The report was authored by Constanza Valdes, Kim Hjort, and Ralph Seeley.
What's the issue?
Brazil’s macroeconomic policies have played an important role in its emergence as one of the top exporters of agricultural products. However, extended periods of currency depreciation, low energy costs and interest rates, rising demand for biofuel feedstocks, and macroeconomic fluctuations have contributed to Brazil’s emergence as a competitor for the United States in global agricultural markets. This study explores the role of macroeconomic variables by simulating the impact of Brazilian policy-driven currency depreciation and sustained macroeconomic growth on Brazilian agricultural output and trade. The potential impact of macroeconomic events on Brazil’s agricultural exports remains important, especially as the country’s economy and agricultural commodity markets are vulnerable to the effects of the COVID-19 pandemic.
What did the study find?
A weaker value of Brazil’s currency, the real, during its deep 2014-16 recession contributed to the record growth in Brazil’s agricultural exports. During 2014-16, devaluation of the Brazilian currency encouraged Brazil’s farmers to bring more new land into production and increase double-cropping. Consequently, local currency-denominated prices yielded increased net returns for Brazilian farmers despite weak dollar-denominated prices in global markets.

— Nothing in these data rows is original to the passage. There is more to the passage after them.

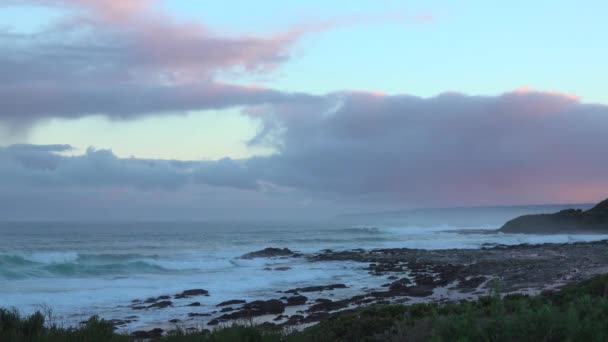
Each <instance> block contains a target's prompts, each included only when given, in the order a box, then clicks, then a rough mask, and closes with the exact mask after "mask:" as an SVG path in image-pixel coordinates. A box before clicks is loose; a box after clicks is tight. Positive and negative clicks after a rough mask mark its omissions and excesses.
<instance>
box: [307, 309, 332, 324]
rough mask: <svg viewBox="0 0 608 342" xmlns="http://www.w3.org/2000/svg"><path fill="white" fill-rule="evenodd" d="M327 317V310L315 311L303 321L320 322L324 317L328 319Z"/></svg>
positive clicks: (328, 314) (311, 313) (309, 315)
mask: <svg viewBox="0 0 608 342" xmlns="http://www.w3.org/2000/svg"><path fill="white" fill-rule="evenodd" d="M327 317H329V313H327V312H313V313H311V314H310V315H308V316H306V318H304V319H303V320H302V323H313V322H319V321H321V320H323V319H326V318H327Z"/></svg>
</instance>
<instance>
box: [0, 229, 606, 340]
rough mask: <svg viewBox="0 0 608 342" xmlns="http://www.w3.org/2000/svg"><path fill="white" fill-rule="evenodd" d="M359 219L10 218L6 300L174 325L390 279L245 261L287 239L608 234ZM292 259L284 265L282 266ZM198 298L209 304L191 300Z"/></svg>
mask: <svg viewBox="0 0 608 342" xmlns="http://www.w3.org/2000/svg"><path fill="white" fill-rule="evenodd" d="M469 228H472V229H477V230H479V231H476V232H475V233H471V234H462V233H459V232H455V231H450V230H451V229H452V227H450V226H435V227H414V226H396V225H393V226H373V225H367V226H358V225H353V224H346V223H339V222H332V221H327V222H153V223H151V222H112V223H100V222H69V223H62V222H27V223H26V222H2V223H0V307H15V308H17V309H18V310H19V311H21V312H24V313H30V312H33V311H35V310H38V309H41V308H51V309H52V310H53V315H54V317H55V319H56V320H57V321H59V322H60V323H62V324H64V325H75V324H77V323H78V322H79V321H82V320H84V319H86V318H88V317H89V316H91V315H94V314H97V315H99V316H101V317H103V318H106V319H124V318H126V317H129V316H132V315H135V316H137V321H136V322H133V323H131V324H130V325H129V326H128V327H127V329H129V330H132V329H137V328H138V327H141V326H151V325H154V324H166V322H167V321H168V320H169V319H172V318H180V319H183V318H184V317H187V313H190V312H199V313H204V312H210V311H213V310H214V308H215V305H216V304H218V303H219V302H222V301H225V300H230V299H244V300H257V299H272V298H279V297H281V296H282V295H281V294H280V293H278V291H284V290H287V289H291V288H296V287H303V286H312V285H327V284H332V283H344V284H347V285H348V286H349V288H348V289H344V290H340V291H336V292H335V295H336V296H337V297H336V298H338V297H340V296H341V297H344V298H346V297H349V296H352V295H354V294H358V293H361V292H362V291H364V290H366V289H370V288H378V287H380V286H381V284H382V283H385V282H386V279H384V278H382V277H376V276H372V275H369V274H368V272H367V271H366V270H365V269H364V268H365V267H366V266H367V265H366V264H360V263H355V262H314V263H311V262H308V261H306V259H305V258H284V259H282V258H277V259H266V258H259V259H252V260H244V259H240V258H239V257H240V256H241V255H243V254H245V253H248V252H252V251H256V250H260V249H263V248H266V247H281V248H283V247H286V248H289V249H291V250H293V251H297V252H302V253H314V252H319V251H321V250H324V249H332V250H345V249H355V248H365V249H371V248H393V247H408V248H423V249H443V248H480V247H481V246H483V245H484V244H493V243H495V244H508V245H512V244H521V243H543V242H559V243H564V242H577V241H592V240H600V239H606V238H608V236H606V235H566V234H557V235H523V234H502V233H496V232H491V231H490V229H494V228H495V227H493V226H487V227H469ZM281 267H283V268H287V267H288V269H287V270H283V271H279V270H275V269H276V268H281ZM194 288H203V289H206V290H208V291H209V292H210V296H209V297H203V298H194V299H181V300H174V306H173V307H169V308H165V309H157V310H133V309H132V308H131V307H130V305H131V301H132V300H133V299H146V298H148V297H158V296H160V295H173V294H176V293H180V292H181V291H183V290H187V289H194ZM193 301H199V302H201V304H202V306H201V307H188V306H186V305H187V304H189V303H191V302H193Z"/></svg>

The expansion of Brazil’s land use was led by 20% growth in the soybean area. USDA has projected additional growth in production and exports to 2028, and simulations show that this growth could accelerate if Brazil’s currency weakens more than previously expected. Alternatively, stronger economic growth in Brazil could stimulate more domestic meat consumption with more domestic use of corn and soybean meal.

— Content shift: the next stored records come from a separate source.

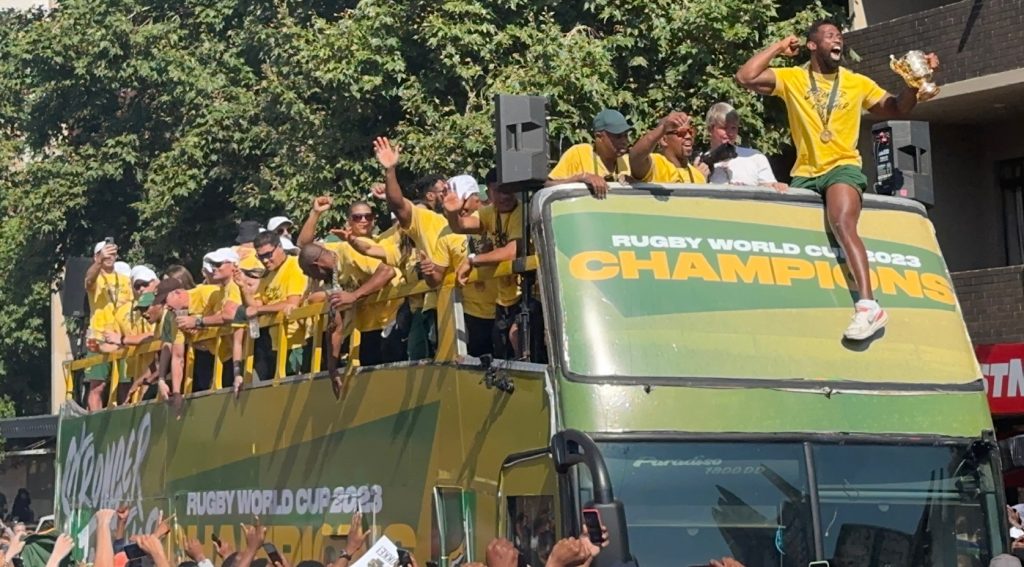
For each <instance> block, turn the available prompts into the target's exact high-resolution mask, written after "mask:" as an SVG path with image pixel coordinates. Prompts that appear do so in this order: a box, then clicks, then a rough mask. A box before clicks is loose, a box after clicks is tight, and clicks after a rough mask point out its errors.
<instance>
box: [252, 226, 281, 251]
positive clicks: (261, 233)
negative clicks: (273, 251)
mask: <svg viewBox="0 0 1024 567" xmlns="http://www.w3.org/2000/svg"><path fill="white" fill-rule="evenodd" d="M266 245H271V246H273V248H278V247H279V246H281V236H279V235H278V233H276V232H273V231H271V230H267V231H266V232H260V233H259V234H257V235H256V238H255V239H254V241H253V248H255V249H257V250H259V249H260V248H262V247H264V246H266Z"/></svg>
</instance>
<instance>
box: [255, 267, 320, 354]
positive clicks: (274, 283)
mask: <svg viewBox="0 0 1024 567" xmlns="http://www.w3.org/2000/svg"><path fill="white" fill-rule="evenodd" d="M308 282H309V280H308V278H307V277H306V274H304V273H302V268H300V267H299V260H298V258H296V257H295V256H289V257H288V259H287V260H285V263H284V264H282V265H281V267H279V268H278V269H276V270H274V271H272V272H267V273H266V274H265V275H263V277H262V278H261V279H260V280H259V288H257V289H256V297H257V299H259V300H260V301H261V302H262V303H263V305H273V304H275V303H283V302H284V301H286V300H287V299H288V298H290V297H293V296H299V297H302V296H303V295H305V293H306V286H307V285H308ZM269 333H270V340H271V342H272V343H273V347H272V348H273V350H280V348H279V347H278V334H276V333H274V331H273V330H272V329H270V330H269ZM305 339H306V325H305V321H292V322H290V323H288V332H287V340H288V345H287V348H288V350H292V349H296V348H300V347H301V346H302V345H303V344H304V343H305Z"/></svg>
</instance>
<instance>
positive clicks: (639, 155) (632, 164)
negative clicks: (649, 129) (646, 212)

Key findings from two simulated macroeconomic scenarios (accelerated depreciation and sustained growth) show:
- Faster depreciation of the real could lead to even faster growth in Brazilian exports than projected in USDA’s 10-year projections. Simulations show that Brazil’s exports of each major commodity could be an aggregate 5.6% greater and international prices 2.7% lower by 2028, compared with the USDA projections released in February 2020.
- Changes in net returns would divert cropland from sugarcane to soybeans and corn, yet a reduction in fuel imports would induce greater use of sugarcane to produce ethanol.

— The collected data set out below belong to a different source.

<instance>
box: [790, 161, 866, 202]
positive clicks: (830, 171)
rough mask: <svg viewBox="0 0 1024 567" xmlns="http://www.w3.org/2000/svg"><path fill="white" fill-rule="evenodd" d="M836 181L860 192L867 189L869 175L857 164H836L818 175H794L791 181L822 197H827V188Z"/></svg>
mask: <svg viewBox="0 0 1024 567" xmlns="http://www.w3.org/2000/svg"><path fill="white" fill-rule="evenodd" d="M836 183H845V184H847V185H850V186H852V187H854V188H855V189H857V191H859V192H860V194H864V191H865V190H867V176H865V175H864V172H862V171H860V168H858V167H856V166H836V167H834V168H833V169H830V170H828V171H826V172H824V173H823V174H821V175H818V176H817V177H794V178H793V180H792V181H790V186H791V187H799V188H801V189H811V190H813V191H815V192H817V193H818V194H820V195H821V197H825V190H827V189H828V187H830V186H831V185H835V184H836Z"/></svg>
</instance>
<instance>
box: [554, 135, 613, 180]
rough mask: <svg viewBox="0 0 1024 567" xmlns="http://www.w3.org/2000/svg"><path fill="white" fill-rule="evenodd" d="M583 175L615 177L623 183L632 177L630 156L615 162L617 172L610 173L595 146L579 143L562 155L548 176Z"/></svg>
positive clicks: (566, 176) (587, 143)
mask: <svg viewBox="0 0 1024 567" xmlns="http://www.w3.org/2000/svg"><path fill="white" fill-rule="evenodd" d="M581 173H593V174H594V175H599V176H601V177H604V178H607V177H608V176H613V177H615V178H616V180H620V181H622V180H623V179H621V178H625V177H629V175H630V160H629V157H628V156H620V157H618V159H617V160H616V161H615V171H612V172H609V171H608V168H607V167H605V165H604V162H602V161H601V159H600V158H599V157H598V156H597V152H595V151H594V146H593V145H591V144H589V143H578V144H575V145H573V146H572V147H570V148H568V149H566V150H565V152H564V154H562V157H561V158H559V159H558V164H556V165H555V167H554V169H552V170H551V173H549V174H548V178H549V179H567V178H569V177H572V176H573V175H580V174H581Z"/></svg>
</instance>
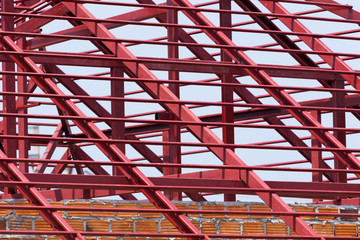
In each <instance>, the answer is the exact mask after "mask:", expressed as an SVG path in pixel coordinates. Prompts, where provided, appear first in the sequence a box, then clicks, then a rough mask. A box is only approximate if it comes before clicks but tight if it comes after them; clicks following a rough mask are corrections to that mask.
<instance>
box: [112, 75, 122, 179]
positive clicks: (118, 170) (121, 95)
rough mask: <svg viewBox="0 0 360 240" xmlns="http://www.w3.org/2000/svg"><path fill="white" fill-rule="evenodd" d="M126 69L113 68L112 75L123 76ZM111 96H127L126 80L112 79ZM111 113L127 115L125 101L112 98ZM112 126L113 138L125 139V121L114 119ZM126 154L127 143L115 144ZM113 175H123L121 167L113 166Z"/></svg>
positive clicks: (112, 136)
mask: <svg viewBox="0 0 360 240" xmlns="http://www.w3.org/2000/svg"><path fill="white" fill-rule="evenodd" d="M123 76H124V71H123V69H121V68H111V77H123ZM110 85H111V86H110V87H111V96H112V97H120V98H123V97H124V96H125V94H124V92H125V85H124V81H121V80H114V79H112V80H111V83H110ZM111 114H112V117H114V118H124V117H125V102H124V101H123V100H112V101H111ZM111 128H112V139H125V122H124V121H113V122H112V123H111ZM115 145H116V146H117V147H118V148H119V149H120V150H121V151H122V152H123V153H124V154H125V144H123V143H117V144H115ZM113 175H114V176H116V175H123V173H122V171H121V169H120V168H119V167H113Z"/></svg>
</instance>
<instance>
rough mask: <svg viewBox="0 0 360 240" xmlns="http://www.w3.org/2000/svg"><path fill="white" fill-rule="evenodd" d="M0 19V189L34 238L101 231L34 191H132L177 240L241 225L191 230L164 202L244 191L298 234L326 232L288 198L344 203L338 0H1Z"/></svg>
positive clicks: (357, 61)
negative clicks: (149, 203)
mask: <svg viewBox="0 0 360 240" xmlns="http://www.w3.org/2000/svg"><path fill="white" fill-rule="evenodd" d="M0 15H1V30H0V35H1V38H0V45H1V51H0V58H1V62H2V69H1V76H2V78H1V80H2V91H1V96H2V99H1V102H2V107H3V108H2V111H1V112H0V115H1V120H2V122H1V124H0V129H1V134H2V135H1V151H0V155H1V162H0V170H1V179H0V180H1V181H0V185H1V189H0V190H1V195H0V196H1V198H2V199H8V198H13V199H19V198H26V199H27V200H28V201H29V202H31V204H32V206H27V207H26V206H23V207H22V208H24V209H25V208H26V209H36V210H37V211H39V213H40V214H41V216H42V217H43V218H44V219H45V220H46V221H47V222H49V223H50V224H51V226H52V227H53V228H54V231H53V232H51V233H50V232H46V231H43V232H41V231H40V232H36V234H41V235H54V233H55V234H56V235H59V236H61V237H62V238H63V239H84V236H88V235H93V236H105V235H104V234H105V233H96V232H92V233H91V234H89V233H86V232H77V231H74V230H73V229H72V228H71V226H70V225H69V223H68V222H67V221H66V220H64V219H63V217H62V216H61V215H60V214H59V213H58V212H57V211H56V210H59V209H60V208H56V207H51V205H50V204H49V202H48V200H47V199H53V200H57V201H59V200H64V199H74V198H76V199H91V198H99V197H107V196H113V197H116V198H117V199H120V200H121V199H123V200H136V199H147V200H149V201H150V202H152V203H153V204H154V206H156V208H158V210H156V211H159V212H162V213H163V214H164V215H165V216H166V217H167V218H168V219H169V220H170V221H171V222H172V223H173V224H174V226H175V227H176V228H178V229H179V230H180V231H181V232H182V233H183V234H182V235H181V236H183V237H187V238H188V239H210V238H212V237H216V238H225V237H226V238H239V237H242V238H255V237H256V236H245V235H242V236H239V235H226V236H225V235H224V236H222V235H216V236H214V235H206V234H203V233H201V232H200V231H199V230H198V229H197V228H196V227H195V226H194V225H193V224H192V223H191V222H190V221H189V220H188V219H187V218H186V217H185V215H184V213H185V212H186V211H183V210H179V209H177V208H176V207H175V205H174V204H173V203H172V200H191V201H206V200H209V199H210V200H217V201H223V200H224V201H235V200H242V201H247V200H248V199H250V198H249V197H248V196H257V197H258V200H261V201H263V202H265V203H266V204H267V205H268V206H269V207H270V208H271V209H272V210H273V213H272V214H277V215H279V216H280V217H281V218H282V219H283V220H284V222H286V223H287V224H288V225H289V226H290V227H291V228H292V229H293V230H294V231H295V232H296V234H298V237H299V238H302V239H327V237H319V236H318V235H317V234H316V233H315V232H314V231H313V230H312V229H311V228H310V227H309V226H308V225H307V224H306V223H305V222H304V220H303V219H302V218H300V217H299V214H295V213H294V212H293V210H292V209H291V208H290V207H289V206H288V205H287V202H288V201H291V199H289V198H295V199H296V201H305V202H309V201H310V202H313V203H319V204H322V203H327V204H328V203H331V204H357V205H358V204H360V192H359V187H360V186H359V183H358V181H357V180H358V178H359V176H360V161H359V159H358V156H359V152H360V147H359V140H358V139H359V138H358V137H359V132H360V128H359V120H360V114H359V113H360V108H359V106H360V104H359V103H360V83H359V81H360V71H358V70H357V69H356V68H359V67H358V66H359V64H358V63H359V60H358V59H359V57H360V52H359V51H356V50H358V49H359V46H358V45H357V44H358V43H359V40H360V37H359V34H358V33H359V32H360V28H359V25H360V12H358V11H356V10H355V9H353V7H352V6H350V5H344V4H341V3H338V2H336V1H335V0H233V1H231V0H220V1H216V0H215V1H193V0H191V1H190V0H167V1H165V2H160V1H155V0H154V1H152V0H137V1H135V0H133V1H116V0H113V1H101V0H62V1H58V0H1V13H0ZM38 128H39V129H40V131H39V132H34V131H32V129H38ZM34 151H39V153H40V154H41V155H39V156H34V154H33V153H34ZM251 199H253V198H251ZM0 208H6V206H2V205H0ZM68 210H69V211H71V210H76V208H73V209H71V208H68ZM129 211H131V210H129ZM133 211H139V210H138V209H133ZM232 213H236V212H234V211H233V212H232ZM1 233H4V232H3V231H0V234H1ZM7 234H9V233H7ZM11 234H25V235H31V234H34V232H31V231H13V232H12V233H11ZM137 234H138V235H136V236H153V237H171V236H173V237H176V236H178V235H176V234H162V233H154V234H143V233H137ZM108 235H111V236H124V235H127V233H120V232H119V233H116V232H115V233H114V232H113V233H111V234H108ZM108 235H107V236H108ZM268 237H270V238H271V237H273V238H277V239H286V238H288V237H287V236H268ZM329 239H330V238H329Z"/></svg>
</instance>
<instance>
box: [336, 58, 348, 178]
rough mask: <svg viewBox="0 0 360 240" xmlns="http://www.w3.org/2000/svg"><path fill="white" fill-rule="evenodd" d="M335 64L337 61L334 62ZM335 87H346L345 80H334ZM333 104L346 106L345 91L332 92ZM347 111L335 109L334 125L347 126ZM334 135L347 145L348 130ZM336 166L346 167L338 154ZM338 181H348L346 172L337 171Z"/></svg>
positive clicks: (339, 167) (336, 175)
mask: <svg viewBox="0 0 360 240" xmlns="http://www.w3.org/2000/svg"><path fill="white" fill-rule="evenodd" d="M334 64H335V63H334ZM333 87H334V88H336V89H344V87H345V85H344V81H340V80H339V81H334V82H333ZM332 104H333V107H335V108H341V109H344V108H345V93H344V92H333V93H332ZM345 121H346V120H345V112H343V111H334V112H333V127H335V128H336V127H340V128H345ZM334 136H335V137H336V138H337V139H338V140H339V142H341V143H342V144H343V145H344V146H346V132H345V131H334ZM334 168H335V169H346V166H345V164H344V163H342V162H341V161H340V159H339V158H338V157H337V156H334ZM335 176H336V177H335V179H336V182H347V174H346V173H337V174H336V175H335Z"/></svg>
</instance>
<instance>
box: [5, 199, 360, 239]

- Faster economic growth in Brazil would reduce its exports of beef and pork as more meat is consumed domestically, narrowing the gap between red meats and chicken prices. Increased poultry exports, driven by the price competitiveness of the Brazilian product, reflect Brazil’s status as the world's largest exporter of chicken meat. More Brazilian corn would be used as animal feed and more soybeans would be processed to feed livestock. Corn exports would fall marginally, but soybean exports would not change substantially.
- During the 2020 COVID-19 pandemic, Brazil’s currency depreciated further, and its economy slowed. Experience and simulation results suggest that these developments could spur Brazil’s agricultural export growth. However, Brazil’s export performance also depends on the pandemic’s impact on demand in importing countries.
How was the study conducted?
The study simulated impacts of macroeconomic scenarios with a partial equilibrium model of Brazilian agriculture that is used to generate USDA’s long-term baseline projections for production and trade over 10 years.